Now present whoever wrote this whine of an article up there in Yassi's post.

----------


## friendlygal786

so wat exactly r ur views bout emotional cheating Bhai...do share

----------


## *--Half_Dead--*

oh yes emotional cheating sounds so kool
wanna try that!!

----------


## Endurer

I don't think there's anything as such as _emotional_ cheating.

----------


## friendlygal786

hmm...ok, I have experienced it so I hav to say there is such a thing

----------


## Endurer

How were you cheated emotionally?

----------


## friendlygal786

well, wat do u call it wen ur partner talks for hours to a friend of the opposite sex (day and night) and hides it from u...for 2 years...and when u find out he fights with u for his friend, defends her and even tho it hurts u, wont stop talking to her??

----------


## RAHEN

breaking of trust...leads to emotional instability...and in other words i think that will be called cheating...

----------


## Endurer

> well, wat do u call it wen ur partner talks for hours to a friend of the opposite sex (day and night) and hides it from u...for 2 years...and when u find out he fights with u for his friend, defends her and even tho it hurts u, wont stop talking to her??

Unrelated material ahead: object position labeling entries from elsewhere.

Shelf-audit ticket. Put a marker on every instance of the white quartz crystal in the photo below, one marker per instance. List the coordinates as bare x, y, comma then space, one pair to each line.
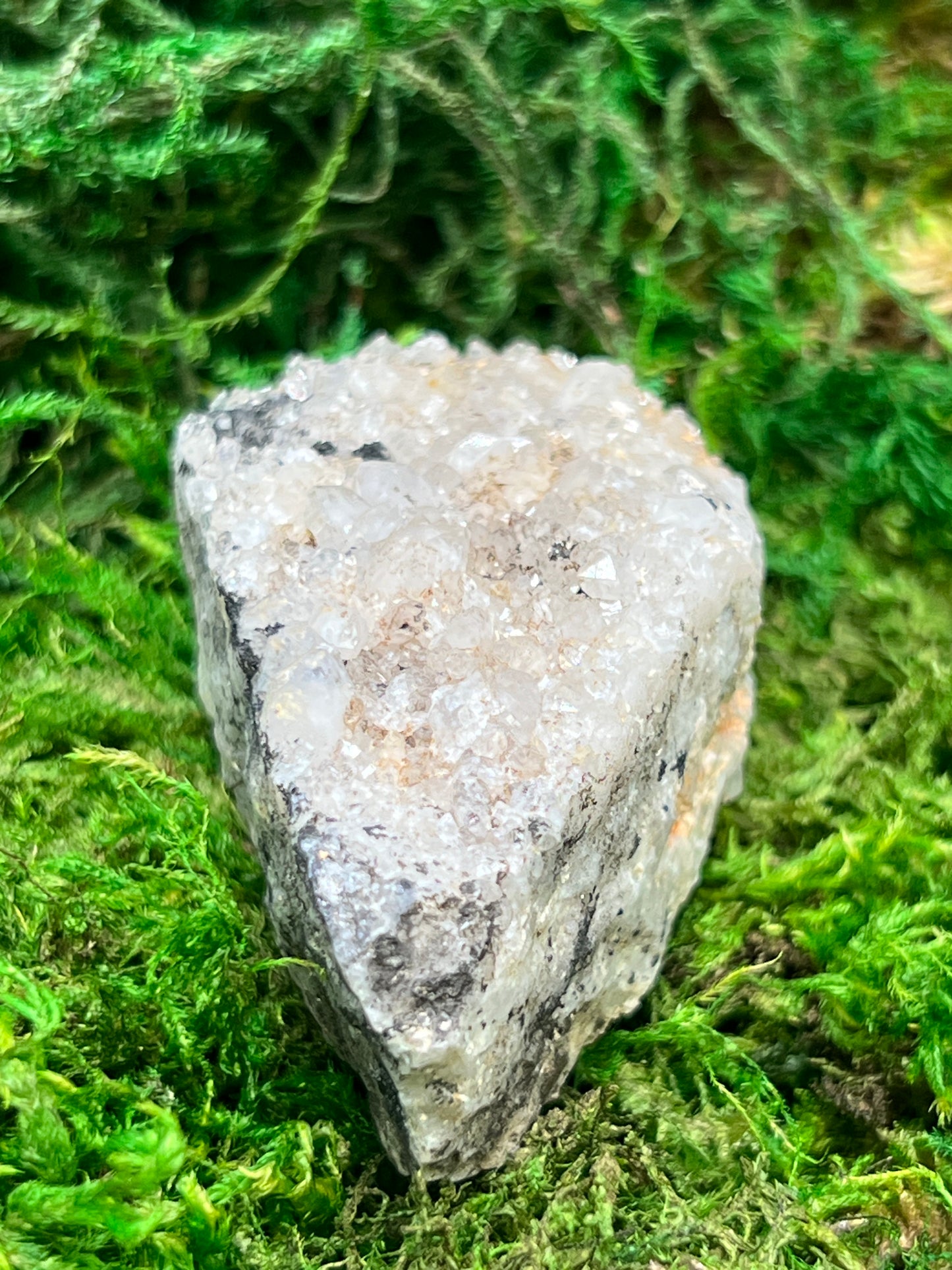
475, 633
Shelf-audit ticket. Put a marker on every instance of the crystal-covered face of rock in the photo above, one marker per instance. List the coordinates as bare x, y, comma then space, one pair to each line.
475, 631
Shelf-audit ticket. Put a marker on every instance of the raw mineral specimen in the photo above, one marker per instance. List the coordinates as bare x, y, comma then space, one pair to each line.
475, 631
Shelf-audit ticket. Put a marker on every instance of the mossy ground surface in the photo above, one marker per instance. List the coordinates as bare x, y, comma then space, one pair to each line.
746, 201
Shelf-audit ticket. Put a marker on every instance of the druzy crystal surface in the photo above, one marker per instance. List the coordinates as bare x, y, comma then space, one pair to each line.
475, 634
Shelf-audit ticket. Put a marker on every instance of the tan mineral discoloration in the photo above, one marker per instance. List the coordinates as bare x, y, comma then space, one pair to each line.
475, 633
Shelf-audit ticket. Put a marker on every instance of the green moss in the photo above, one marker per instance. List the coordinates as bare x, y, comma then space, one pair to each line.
711, 191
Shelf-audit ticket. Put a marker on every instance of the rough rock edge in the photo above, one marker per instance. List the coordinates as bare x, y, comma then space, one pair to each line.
712, 770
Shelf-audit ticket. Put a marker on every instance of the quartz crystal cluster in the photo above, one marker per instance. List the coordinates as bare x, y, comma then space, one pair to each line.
475, 634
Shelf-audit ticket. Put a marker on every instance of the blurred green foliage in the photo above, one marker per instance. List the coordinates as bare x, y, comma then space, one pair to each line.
744, 201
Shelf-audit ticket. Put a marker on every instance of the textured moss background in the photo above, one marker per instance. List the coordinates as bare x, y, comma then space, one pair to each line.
749, 201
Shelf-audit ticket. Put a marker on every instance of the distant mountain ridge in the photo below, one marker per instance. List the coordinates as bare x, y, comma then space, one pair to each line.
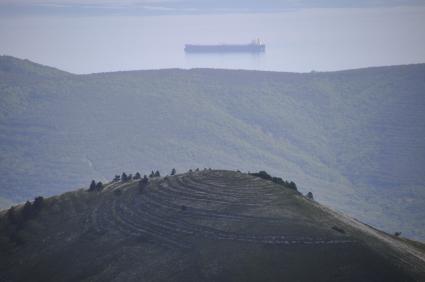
354, 138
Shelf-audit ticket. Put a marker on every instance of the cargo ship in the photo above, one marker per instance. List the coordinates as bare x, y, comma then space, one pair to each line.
256, 46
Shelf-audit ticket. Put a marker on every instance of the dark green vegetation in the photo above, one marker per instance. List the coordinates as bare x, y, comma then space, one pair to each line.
353, 138
208, 225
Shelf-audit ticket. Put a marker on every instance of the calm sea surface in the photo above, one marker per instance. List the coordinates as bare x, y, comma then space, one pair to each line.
298, 40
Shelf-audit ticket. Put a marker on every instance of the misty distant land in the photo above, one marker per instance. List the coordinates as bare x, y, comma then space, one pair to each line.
354, 138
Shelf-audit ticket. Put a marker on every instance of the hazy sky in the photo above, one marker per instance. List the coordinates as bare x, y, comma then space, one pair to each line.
103, 35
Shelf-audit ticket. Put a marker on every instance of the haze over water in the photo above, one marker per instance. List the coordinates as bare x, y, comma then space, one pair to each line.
298, 40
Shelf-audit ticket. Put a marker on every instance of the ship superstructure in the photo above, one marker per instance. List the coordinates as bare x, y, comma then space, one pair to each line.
256, 46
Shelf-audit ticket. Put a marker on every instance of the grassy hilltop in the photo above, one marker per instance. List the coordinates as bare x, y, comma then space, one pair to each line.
354, 138
209, 225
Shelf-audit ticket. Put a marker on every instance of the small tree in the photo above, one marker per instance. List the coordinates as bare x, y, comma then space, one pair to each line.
92, 185
99, 186
293, 186
137, 176
310, 196
38, 203
124, 177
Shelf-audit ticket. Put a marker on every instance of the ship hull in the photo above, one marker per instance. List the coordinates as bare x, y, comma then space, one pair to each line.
242, 48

I am not advocating for him but don't you think we have a life out of a relationship too? I don't condone the hiding part but a friends a friend be it a male or a female so sup with gender?

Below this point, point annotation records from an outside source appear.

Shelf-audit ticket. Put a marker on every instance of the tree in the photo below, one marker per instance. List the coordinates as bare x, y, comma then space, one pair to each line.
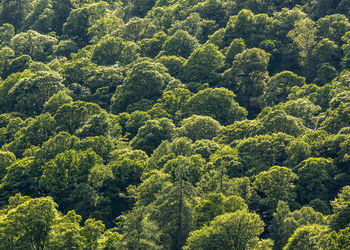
145, 81
308, 237
152, 134
139, 232
108, 50
72, 116
337, 118
215, 205
279, 87
278, 121
62, 174
247, 78
259, 153
7, 31
152, 46
333, 27
218, 103
285, 223
65, 233
252, 28
6, 159
179, 44
57, 100
173, 208
171, 104
31, 93
304, 37
41, 16
315, 179
238, 230
274, 185
203, 65
237, 46
341, 209
81, 19
32, 43
14, 12
200, 127
28, 224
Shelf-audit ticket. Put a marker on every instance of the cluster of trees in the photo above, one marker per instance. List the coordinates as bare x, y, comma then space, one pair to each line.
174, 124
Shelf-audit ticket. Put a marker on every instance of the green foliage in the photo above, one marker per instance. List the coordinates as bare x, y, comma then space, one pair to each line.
274, 185
145, 80
152, 134
200, 127
315, 179
259, 153
279, 87
341, 209
165, 124
238, 230
308, 237
218, 103
179, 44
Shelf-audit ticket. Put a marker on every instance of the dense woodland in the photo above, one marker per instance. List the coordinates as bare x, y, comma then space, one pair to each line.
175, 124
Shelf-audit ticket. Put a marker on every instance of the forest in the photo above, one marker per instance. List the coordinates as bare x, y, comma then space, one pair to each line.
175, 124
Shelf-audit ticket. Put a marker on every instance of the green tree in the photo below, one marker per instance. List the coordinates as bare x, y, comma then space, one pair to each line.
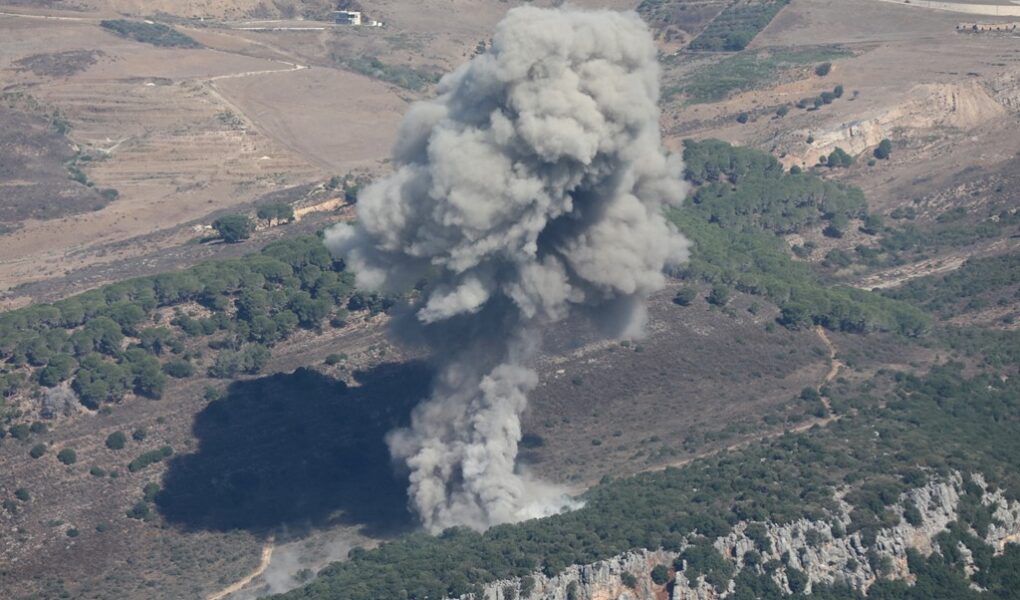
234, 228
67, 456
179, 368
115, 441
685, 295
275, 211
839, 158
883, 150
719, 295
628, 580
660, 575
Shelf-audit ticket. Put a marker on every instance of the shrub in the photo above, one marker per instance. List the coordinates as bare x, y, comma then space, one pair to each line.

PS: I don't see how is this considered emotional cheating or cheating at all unless you both were under some kind of tell-all-no-female-friends oath.

----------


## friendlygal786

well, its a bit mor complicated than that brother, and I dont wish 2 share all the tiny details here but lets just say i hav experienced it

----------


## Endurer

Whatever it is Yassi, I hope you get over it soon.

----------


## niceguy

> well, wat do u call it wen ur partner talks for hours to a friend of the opposite sex (day and night) and hides it from u...for 2 years...and when u find out he fights with u for his friend, defends her and even tho it hurts u, wont stop talking to her??


u should move on

----------